Analysis Strategies

Coronavirus and the Right Bond Picks

As the COVID-19 pandemic puts the economic balance of every country in jeopardy, the scrutiny of bonds has begun. However, the Fed assures American investors that it is in favor of the corporate bond market.

Federal Reserve is open about purchasing key exchange-traded funds and investment-oriented assets that are on hold. It is the decision that works in favor of buyers of corporate bond ETFs. However, the Fed eventually chose investment-grade bonds rather than high-yielding bonds. But the decision is raising more answers than conforming investors’ needs.

New Market: Low-risk bonds purchase opportunities

Here’s an extensive list of low-risk bonds that you can purchase:

New Market: High-risk bonds purchase opportunities

Here’s an extensive list of high-risk bonds that you can purchase:

Extensive follow-ups

Equity specialists recommend that you should be able to switch ideas and then make relevant follow-ups. It is a continuous process that requires how you differentiate between the downgraded value of bonds with the utmost discretion.

That said, if conditions become more tumultuous, you should review your base strategy halt buying more than you have to. Currently, you can have a follow-up strategy on:

  • AXA – Buy
  • BMW – Keep
  • Disney – Keep
  • ING – Keep
  • Fol Apple – Accumulate
  • Ferrovial – Keep
  • Visa – Keep and purchase on weaknesses
  • Chevron – Keep and purchase on weaknesses
  • BNP Paribas – Keep and decrease on strengths.
  • Amazon – Accumulate
  • Sampo – Keep and avoid purchasing more
  • Fresenius – Long-term keep
  • Exxon Mobil – Sell
  • Infineon – Keep and don’t buy more
  • Paypal – Sell and get the profits
  • DSM – Purchase on weaknesses
  • Telefonica – Keep but avoid more purchases

Review your investment strategy

Realistically, investors might prefer to hold onto their portfolio because of the market’s volatility. Unfortunately, holding cash no longer renders safe returns due to negative volatility rates in the US and Europe.

Investors, however, are aware of the common drawbacks of holding excessive has that leads to opportunity costs and inflation. Therefore, investors can find numerous chances to rebalance their portfolio to achieve optimal risk-tolerance threshold.

Buying Bonds: Market considerations

The bonds market will inevitably revert to the original value of bonds once the nightmare of the pandemic is over. However, the proposition of the bonds in the foreseeable future requires careful consideration. Besides, high returns, after all, come with high risks.

So, look for the right exit options and creditworthiness. Concurrently, make sure the bonds you intend to buy avoids the wrath of legal technicalities. The best course of action would be to stay away from complicated bonds and search beyond ratings.

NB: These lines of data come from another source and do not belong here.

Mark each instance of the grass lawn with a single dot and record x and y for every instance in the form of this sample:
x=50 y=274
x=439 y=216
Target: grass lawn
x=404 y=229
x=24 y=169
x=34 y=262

Additional market opportunities

As of now, you can stress-free purchase Deutsche Telekom, AT&T, and Swiss Life. Besides, world equity indices that the inclusion of high-dividend stocks will be more promising in the upcoming months. Contrarily, you should sell PayPal stocks and get the profits.

The all-time spike in PayPal has turned into one of the best winners amidst the coronavirus crisis. Although the progressive trend is currently positive, this shift is restricted for the short or medium-term. Therefore, the wise decision would be to take out the profits as soon as possible.

The following comprehensive list can help you dive deeper into investment-grade bonds with floating rates:


The Fed understands that the investment-grade bond market deserves the spotlight. But the pandemic crisis is undoubtedly putting more pressure on federal government bonds. Consequently, the interest and demand for corporate bonds is back again.

The dysfunctional nature of the current bond markets is stressing out central banks. Comparatively, the existing bonds market is suffering from an external shock rather than a logical triggered pattern like the global financial crisis. Nonetheless, with more bonds markets stress, central banks may have to offer more considerable rescue packages.